Independence is a wonderful thing.  Nothing gives you quite the same feeling of pride like accomplishing something yourself, but there is a prime difference between taking on a challenge and setting yourself up for a fall.

Hiring an M&A advisor is just like hiring an accountant or lawyer; you’re hiring an expert to take care of issues that require the attention of a specialist.  Even though someone else is responsible for these issues, they are still important to you and your business.

Think about all the energy you expend on a daily basis making sure that not only is the business operating smoothly, but it is also growing at an attractive rate.  Now imagine also being responsible for running the M&A process from start to finish all by yourself.  Suddenly, 24 hours is not enough time.  In addition to running your business, you must prepare your company for sale and run a time intensive process from while trying to maintain some semblance of confidentiality.

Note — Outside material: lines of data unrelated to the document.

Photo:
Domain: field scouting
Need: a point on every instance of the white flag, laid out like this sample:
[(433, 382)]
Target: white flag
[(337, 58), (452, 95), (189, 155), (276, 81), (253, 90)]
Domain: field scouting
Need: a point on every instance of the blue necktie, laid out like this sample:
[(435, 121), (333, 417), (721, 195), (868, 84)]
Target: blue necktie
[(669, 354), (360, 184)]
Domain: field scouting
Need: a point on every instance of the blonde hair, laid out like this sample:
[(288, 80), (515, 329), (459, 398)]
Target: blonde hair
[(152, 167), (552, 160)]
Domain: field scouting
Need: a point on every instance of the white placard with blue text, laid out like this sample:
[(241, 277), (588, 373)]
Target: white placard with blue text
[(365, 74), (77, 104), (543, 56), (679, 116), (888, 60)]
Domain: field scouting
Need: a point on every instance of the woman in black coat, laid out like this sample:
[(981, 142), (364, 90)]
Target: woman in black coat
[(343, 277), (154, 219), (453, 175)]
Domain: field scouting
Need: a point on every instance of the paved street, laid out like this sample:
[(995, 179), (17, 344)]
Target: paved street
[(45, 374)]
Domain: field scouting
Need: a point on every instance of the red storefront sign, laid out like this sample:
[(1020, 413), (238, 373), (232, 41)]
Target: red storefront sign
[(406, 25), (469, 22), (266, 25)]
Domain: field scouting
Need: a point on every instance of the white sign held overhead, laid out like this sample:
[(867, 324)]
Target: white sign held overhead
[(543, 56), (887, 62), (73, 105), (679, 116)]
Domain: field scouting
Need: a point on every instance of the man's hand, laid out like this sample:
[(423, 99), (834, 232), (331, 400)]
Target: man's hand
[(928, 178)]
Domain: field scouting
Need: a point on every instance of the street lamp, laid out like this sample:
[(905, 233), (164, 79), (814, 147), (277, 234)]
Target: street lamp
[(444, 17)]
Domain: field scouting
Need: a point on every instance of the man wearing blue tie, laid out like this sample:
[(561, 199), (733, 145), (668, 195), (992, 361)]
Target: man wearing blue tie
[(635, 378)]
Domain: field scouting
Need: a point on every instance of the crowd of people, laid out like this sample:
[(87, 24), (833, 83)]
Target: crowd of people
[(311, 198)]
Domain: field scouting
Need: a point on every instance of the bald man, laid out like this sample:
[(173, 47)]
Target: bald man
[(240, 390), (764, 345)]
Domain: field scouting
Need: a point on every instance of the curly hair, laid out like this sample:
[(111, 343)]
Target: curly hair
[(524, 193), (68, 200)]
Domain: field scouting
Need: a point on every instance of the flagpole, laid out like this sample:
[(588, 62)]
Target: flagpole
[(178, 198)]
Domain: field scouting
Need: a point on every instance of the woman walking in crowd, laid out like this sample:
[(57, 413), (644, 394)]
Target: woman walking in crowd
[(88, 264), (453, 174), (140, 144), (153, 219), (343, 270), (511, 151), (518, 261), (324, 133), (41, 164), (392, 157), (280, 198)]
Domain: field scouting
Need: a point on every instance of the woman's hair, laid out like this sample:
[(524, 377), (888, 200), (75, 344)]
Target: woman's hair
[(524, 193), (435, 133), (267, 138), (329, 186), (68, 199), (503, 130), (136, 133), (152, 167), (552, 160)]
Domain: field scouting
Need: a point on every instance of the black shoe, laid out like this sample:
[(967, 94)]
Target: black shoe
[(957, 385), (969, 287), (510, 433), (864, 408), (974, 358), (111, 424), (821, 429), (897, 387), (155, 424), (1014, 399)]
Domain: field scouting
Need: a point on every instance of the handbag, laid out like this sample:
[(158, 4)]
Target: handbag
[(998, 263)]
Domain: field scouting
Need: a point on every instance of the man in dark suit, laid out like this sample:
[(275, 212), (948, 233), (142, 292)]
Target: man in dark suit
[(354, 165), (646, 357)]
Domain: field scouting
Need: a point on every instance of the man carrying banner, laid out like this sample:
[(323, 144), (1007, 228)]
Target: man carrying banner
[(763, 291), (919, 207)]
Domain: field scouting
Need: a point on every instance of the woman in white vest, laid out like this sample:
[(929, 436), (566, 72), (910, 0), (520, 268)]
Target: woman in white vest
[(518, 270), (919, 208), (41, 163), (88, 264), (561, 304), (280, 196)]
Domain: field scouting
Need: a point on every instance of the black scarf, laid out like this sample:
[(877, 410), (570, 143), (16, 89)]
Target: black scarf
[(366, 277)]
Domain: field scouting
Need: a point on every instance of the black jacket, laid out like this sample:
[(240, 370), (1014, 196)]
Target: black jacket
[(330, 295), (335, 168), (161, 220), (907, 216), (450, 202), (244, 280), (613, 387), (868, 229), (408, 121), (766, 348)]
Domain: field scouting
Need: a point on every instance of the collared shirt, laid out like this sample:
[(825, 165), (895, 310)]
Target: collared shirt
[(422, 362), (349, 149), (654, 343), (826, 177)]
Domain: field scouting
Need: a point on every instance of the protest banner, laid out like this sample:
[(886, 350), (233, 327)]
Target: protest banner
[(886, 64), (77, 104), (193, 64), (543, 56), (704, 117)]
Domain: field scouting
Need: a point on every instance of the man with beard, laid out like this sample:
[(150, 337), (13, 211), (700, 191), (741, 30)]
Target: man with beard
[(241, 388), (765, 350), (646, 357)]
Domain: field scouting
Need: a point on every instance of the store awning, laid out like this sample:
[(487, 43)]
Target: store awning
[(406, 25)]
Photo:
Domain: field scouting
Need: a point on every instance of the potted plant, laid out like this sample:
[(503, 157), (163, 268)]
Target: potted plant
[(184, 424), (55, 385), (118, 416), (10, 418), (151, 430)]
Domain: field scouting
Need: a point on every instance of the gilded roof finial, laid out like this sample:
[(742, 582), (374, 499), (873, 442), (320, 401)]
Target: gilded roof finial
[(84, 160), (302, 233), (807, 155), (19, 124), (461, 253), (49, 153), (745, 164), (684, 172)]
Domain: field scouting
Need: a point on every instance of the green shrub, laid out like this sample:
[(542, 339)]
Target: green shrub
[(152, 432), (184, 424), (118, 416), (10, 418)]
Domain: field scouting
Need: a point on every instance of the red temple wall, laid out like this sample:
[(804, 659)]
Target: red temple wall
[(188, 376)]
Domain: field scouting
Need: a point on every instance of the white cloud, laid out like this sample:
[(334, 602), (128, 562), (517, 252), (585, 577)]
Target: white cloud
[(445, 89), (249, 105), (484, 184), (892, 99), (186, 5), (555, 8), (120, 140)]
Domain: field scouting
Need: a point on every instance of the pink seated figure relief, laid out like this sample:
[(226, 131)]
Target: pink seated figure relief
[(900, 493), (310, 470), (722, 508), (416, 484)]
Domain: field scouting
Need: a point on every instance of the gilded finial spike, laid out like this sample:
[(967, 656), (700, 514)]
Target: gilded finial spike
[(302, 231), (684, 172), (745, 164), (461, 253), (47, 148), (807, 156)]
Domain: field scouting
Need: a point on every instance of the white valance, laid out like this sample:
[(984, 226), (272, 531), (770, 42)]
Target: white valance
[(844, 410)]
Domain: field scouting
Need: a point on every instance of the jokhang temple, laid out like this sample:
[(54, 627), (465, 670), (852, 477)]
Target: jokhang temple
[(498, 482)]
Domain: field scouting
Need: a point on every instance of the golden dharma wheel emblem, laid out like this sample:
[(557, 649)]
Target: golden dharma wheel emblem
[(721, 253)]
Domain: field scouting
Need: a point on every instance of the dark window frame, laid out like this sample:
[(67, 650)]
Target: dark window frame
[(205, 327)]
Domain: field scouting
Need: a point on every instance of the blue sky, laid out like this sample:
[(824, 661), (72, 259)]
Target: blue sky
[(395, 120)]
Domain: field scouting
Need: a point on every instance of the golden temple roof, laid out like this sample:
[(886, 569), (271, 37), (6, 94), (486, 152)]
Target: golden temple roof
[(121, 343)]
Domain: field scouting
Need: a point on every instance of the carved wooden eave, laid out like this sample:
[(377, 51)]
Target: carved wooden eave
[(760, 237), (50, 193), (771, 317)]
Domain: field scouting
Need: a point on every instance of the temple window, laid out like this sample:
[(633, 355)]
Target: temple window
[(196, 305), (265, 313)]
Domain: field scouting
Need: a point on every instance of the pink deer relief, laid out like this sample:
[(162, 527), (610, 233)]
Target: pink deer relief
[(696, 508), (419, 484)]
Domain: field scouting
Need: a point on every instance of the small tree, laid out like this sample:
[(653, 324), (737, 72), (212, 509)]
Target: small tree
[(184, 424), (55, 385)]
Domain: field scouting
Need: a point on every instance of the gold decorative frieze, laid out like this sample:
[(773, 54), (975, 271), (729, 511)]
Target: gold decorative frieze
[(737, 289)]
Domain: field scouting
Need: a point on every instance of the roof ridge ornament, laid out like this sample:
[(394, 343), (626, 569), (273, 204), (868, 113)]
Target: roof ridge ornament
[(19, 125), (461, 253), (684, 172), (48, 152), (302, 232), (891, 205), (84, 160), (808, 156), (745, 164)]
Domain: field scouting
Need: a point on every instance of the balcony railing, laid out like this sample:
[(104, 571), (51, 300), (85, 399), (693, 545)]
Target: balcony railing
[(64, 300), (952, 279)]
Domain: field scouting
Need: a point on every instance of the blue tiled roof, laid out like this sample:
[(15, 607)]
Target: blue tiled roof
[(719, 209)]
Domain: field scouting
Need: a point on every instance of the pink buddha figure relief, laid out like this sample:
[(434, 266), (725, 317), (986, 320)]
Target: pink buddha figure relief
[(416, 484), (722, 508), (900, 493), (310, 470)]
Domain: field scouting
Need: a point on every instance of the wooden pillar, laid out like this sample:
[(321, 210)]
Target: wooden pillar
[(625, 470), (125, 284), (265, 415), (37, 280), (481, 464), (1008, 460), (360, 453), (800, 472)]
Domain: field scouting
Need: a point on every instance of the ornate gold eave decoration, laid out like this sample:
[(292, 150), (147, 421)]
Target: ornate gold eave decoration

The experience of your advisor is key to the success of an M&A process.  A long history of pitching companies to buyers, negotiating purchase agreements, and building relationships with people who are specifically looking to engage in M&A transactions give the advisor a significant advantage in the process and gives business owners looking to exit a greater certainty to close a deal.

While multi-tasking is an important skill, running a business and simultaneously running an M&A process is time intensive and draining.  Beyond the steep learning curve of understanding the best way to market your company, splitting your attention between running the business and selling the business makes you less likely to be at your best at either.

Finally, when you do not have an intermediary running a process for you, you cannot effectively maintain any confidentiality.  Typically, an investment bank solicits pre-NDA interest in their clients’ companies without revealing their identity.  Once an NDA is in place, identities are disclosed.  How can you maintain confidentiality if you are representing yourself?  Ultimately, by running a process yourself, you will give away enough information that your company will be revealed as available for sale before any conversations actually begin.

As soon as a buyer knows that you are representing yourself in a strategic sale before even signing an NDA, they can assume that you absolutely need to sell your business in the near future.  Business owners who do not absolutely need to sell don’t go actively soliciting buyers.  This knowledge immediately devalues your business and negatively influences your negotiating position long before you even discuss purchase price.  Outsourcing your exit strategy to an experienced advisor not only protects your confidentiality, but also gives you the opportunity to maximize your valuation.

Regardless of whom you choose to represent you, it is important that you work with an advisor on planning your exit strategy and having a 3rd party advocate run a process on your behalf.